The holidays were celebrated early in Freeland on Monday as 54 employees of Nichols Brothers Boat Builders returned to work.

“It’s nice to hear the noise of the shipyard again,” said Bryan Nichols, company president. “We’ve had tremendous support from our employees, there were big hugs all around.”

The company laid off 185 employees Nov. 2 in a move that shocked the Whidbey Island business community. Shortly thereafter, the company filed for bankruptcy protection, a move necessitated by a big lawsuit filed by a disgruntled customer.

While the bankruptcy issues are far from settled, Nichols Brothers was allowed to negotiate with individual boat owners to see that their projects, shut down on Nov. 2, could be completed.

Those boat owners are now paying the workers’ salaries, as Nichols Brothers as a company is broke and is up for sale. “The company owners are footing the bill for the whole thing,” Nichols said.

The rehiring process will continue as more existing contracts are placed online though negotiations with individual companies. The 54 workers brought back Monday are working on two tugboats and one catamaran already started, and another catamaran that’s ready to start.

Nichols said a repair job is likely to arrive this week, and more jobs are expected in the next few weeks. “We’ll slowly ramp up, we’ll have another 45 workers in a few weeks,” Nichols said. “Between the projects we’ll get a good chunk of our workforce back.”

Representatives from the prospective boat yard purchaser, Ice Floe, based in Alaska, are scurrying around the facility on Holmes Harbor this week. “They’ve got people looking over everything now,” Nichols said. Ice Floe is owned by the Usibelli coal mining family, which has worked with Nichols Brothers for years. While they’re the likely purchasers and already put up some money to keep the boatyard afloat, Nichols said offers are also being solicited from other prospective buyers.

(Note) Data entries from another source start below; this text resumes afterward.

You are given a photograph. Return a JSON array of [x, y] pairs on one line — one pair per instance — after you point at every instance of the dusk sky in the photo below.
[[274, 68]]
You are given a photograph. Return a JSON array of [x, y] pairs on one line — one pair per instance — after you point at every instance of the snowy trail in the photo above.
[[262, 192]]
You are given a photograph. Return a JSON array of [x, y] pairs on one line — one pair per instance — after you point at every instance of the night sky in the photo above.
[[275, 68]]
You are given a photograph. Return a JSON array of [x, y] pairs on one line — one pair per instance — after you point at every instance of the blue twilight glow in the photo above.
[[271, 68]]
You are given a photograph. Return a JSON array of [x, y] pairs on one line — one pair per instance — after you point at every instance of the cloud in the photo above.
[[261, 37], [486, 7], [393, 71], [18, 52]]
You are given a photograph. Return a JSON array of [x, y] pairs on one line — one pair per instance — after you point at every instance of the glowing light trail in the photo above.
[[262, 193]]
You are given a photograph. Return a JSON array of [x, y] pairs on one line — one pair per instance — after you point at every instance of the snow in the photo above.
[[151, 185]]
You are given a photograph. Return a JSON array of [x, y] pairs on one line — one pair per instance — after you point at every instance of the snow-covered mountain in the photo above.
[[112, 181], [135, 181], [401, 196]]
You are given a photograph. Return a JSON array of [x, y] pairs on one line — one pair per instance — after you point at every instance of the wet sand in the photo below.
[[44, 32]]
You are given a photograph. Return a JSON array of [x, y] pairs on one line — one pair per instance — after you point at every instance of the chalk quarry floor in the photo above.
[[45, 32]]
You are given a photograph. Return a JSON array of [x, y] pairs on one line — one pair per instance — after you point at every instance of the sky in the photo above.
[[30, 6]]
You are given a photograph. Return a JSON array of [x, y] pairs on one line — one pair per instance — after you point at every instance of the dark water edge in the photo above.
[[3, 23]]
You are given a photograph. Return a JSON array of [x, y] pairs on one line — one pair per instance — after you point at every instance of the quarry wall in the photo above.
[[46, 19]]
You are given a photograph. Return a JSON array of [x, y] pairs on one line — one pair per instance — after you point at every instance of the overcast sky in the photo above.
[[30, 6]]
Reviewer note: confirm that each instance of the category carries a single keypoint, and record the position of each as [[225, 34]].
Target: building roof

The plan is for the Usibellis to purchase all the company assets, leaving the burden of the pending lawsuit by Hornbeck Offshore Services on the Nichols family. “That’s what pushed us over the edge,” Bryan Nichols said. He and his father, company CEO Matt Nichols, will continue to fight the lawsuit.

The asset purchase, if approved by the bankruptcy court, would not immediately include the land that the boatyard sits on in Freeland, or the property in Langley where boats are outfitted and christened, but “it may in the end be sold to the new owners,” Nichols said.

Nichols is optimistic that the purchase by Ice Floe will be approved, that more workers will be rehired, and that Ice Floe will pursue new contracts with Washington State Ferries and others.

“I don’t know the complete path to the end,” he said. “But we hit rock bottom. We’re through that and out the other side.”